Such termination for cause shall be effected by written notice thereof
delivered by the Company to you and shall be effective as of the date of such
notice; provided, however, that the termination shall not be effective if (i)
such termination is pursuant to paragraph 5(b) above; and (ii) such notice is
the first such notice of termination delivered by the Company to you hereunder;
and (iii) within thirty (30) days following the date of such notice you shall
cure the breach. In the event of termination by the Company for cause in
accordance with the foregoing procedures, without prejudice to any other rights
or remedies that the Company may have at law or equity, the Company shall have
no further obligations to you other than to pay Base Salary as accrued through
the effective date of termination, together with all accrued vacation pay.

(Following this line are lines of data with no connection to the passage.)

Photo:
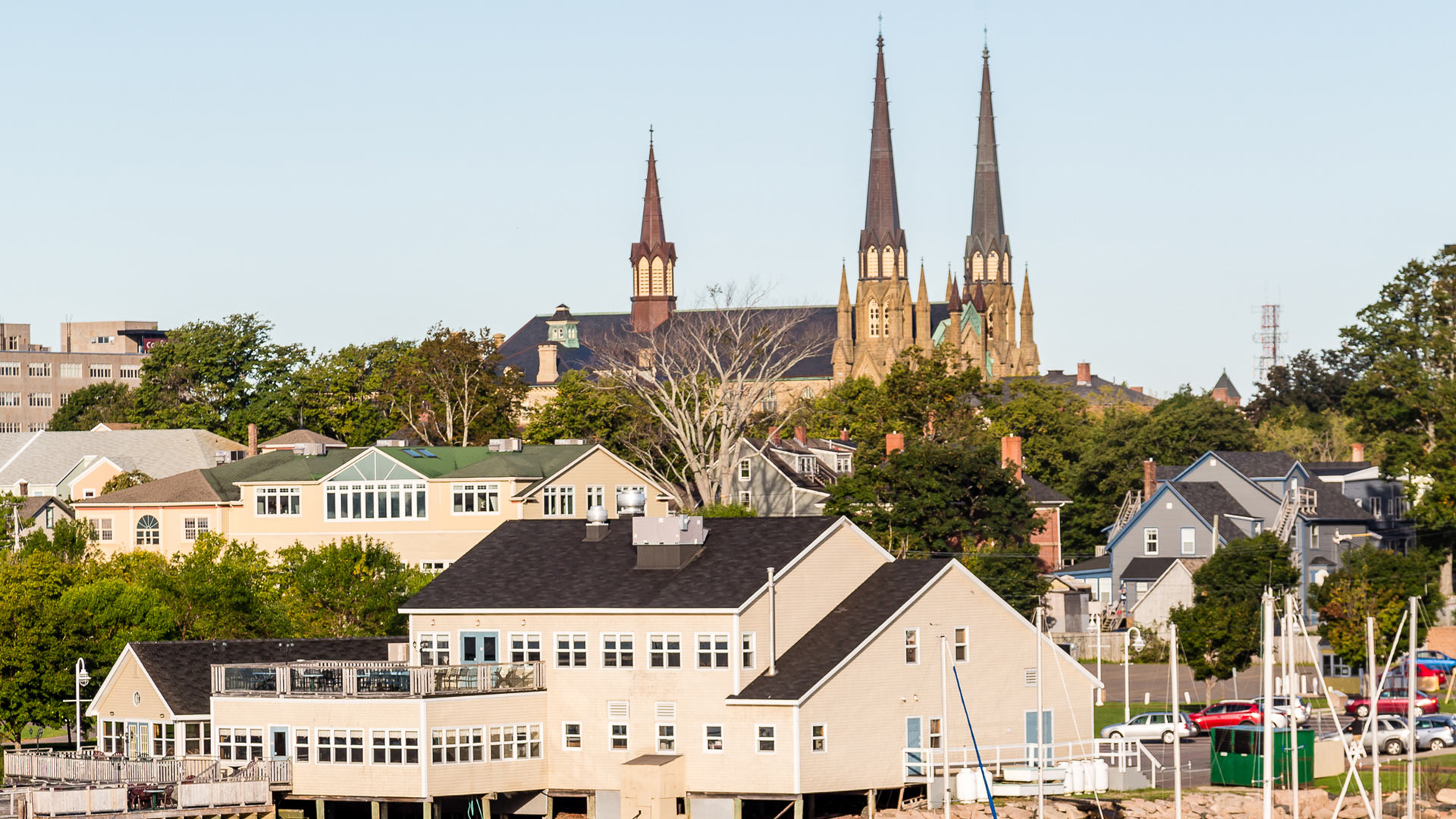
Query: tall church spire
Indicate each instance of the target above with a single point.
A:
(881, 205)
(987, 248)
(653, 259)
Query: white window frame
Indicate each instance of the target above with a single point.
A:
(618, 653)
(770, 739)
(482, 499)
(667, 654)
(717, 659)
(576, 657)
(560, 502)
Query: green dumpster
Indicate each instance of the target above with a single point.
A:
(1238, 755)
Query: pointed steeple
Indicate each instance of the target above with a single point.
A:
(881, 203)
(987, 222)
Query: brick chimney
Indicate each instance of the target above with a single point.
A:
(1011, 453)
(548, 363)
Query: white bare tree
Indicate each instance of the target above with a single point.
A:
(704, 375)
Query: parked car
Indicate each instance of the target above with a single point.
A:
(1234, 713)
(1391, 701)
(1156, 725)
(1433, 735)
(1391, 732)
(1286, 704)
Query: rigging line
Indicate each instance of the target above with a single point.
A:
(982, 765)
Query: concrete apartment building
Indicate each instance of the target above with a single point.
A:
(639, 668)
(36, 379)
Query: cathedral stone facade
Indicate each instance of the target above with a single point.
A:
(883, 319)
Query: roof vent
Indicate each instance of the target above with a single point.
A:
(506, 445)
(667, 542)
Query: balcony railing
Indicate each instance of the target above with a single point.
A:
(372, 679)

In the event that you are terminated without cause (in which event the
Company will provide you with thirty (30) days notice) or you resign for "good
reason" (which shall mean, PRIMESTAR, Inc.'s breach of any material provision of
this Agreement, any demotion without cause, your being required by PRIMESTAR,
Inc. to maintain your office other than in the Denver metropolitan region or
your resignation following the termination or voluntary resignation of Carl
Vogel from the position of Chief Executive Officer), in either case, subject to
your execution of a Severance and Release Agreement that is not materially
different from the form attached hereto as Exhibit B, you shall be eligible to
---------
receive severance payments equal to two (2) years of your base annual salary at
the time of termination of your employment ("Base Salary Severance") plus two
----
years of your target cash bonus equal to 45% of your base annual salary at the
time of termination of your employment ("Target Bonus Severance") without regard
to whether the Company has met its goals. You may elect to take your Base
Salary Severance plus the first year Target Bonus Severance in a lump sum up
front to be paid after all applicable waiting periods set forth in the Severance
and Release Agreement have run. Under this scenario, your second year Target
Bonus Severance would be paid on or before January 31 of the second January
following your termination date. Alternatively, you may elect to take your Base
Salary Severance, on a biweekly basis when normally otherwise due and payable,
for a period of two
<PAGE>
Christopher Sophinos
April 9, 1999
Page 4
(2) years after the termination of your employment, in which case PRIMESTAR,
Inc. shall continue to provide you with health benefits for the shorter of one
(1) year or such period of time as PRIMESTAR maintains its health benefit plans.
Under this scenario, PRIMESTAR, Inc. will pay the Target Bonus Severance on or
before January 31 of each of the two years following your termination date.
To the extent you hold PRIMESTAR, Inc. stock options, stock appreciation
rights or restricted shares under any stock incentive plan or non-qualified
stock option agreement, your vesting and any exercise rights shall be treated
pursuant to the applicable stock option, stock appreciation or restricted share
agreement and stock incentive plans.
If the Company terminates you without cause or you resign for good reason,
the Company will provide you with senior executive outplacement services with
Lee Hecht Harrison or a comparable provider for nine months.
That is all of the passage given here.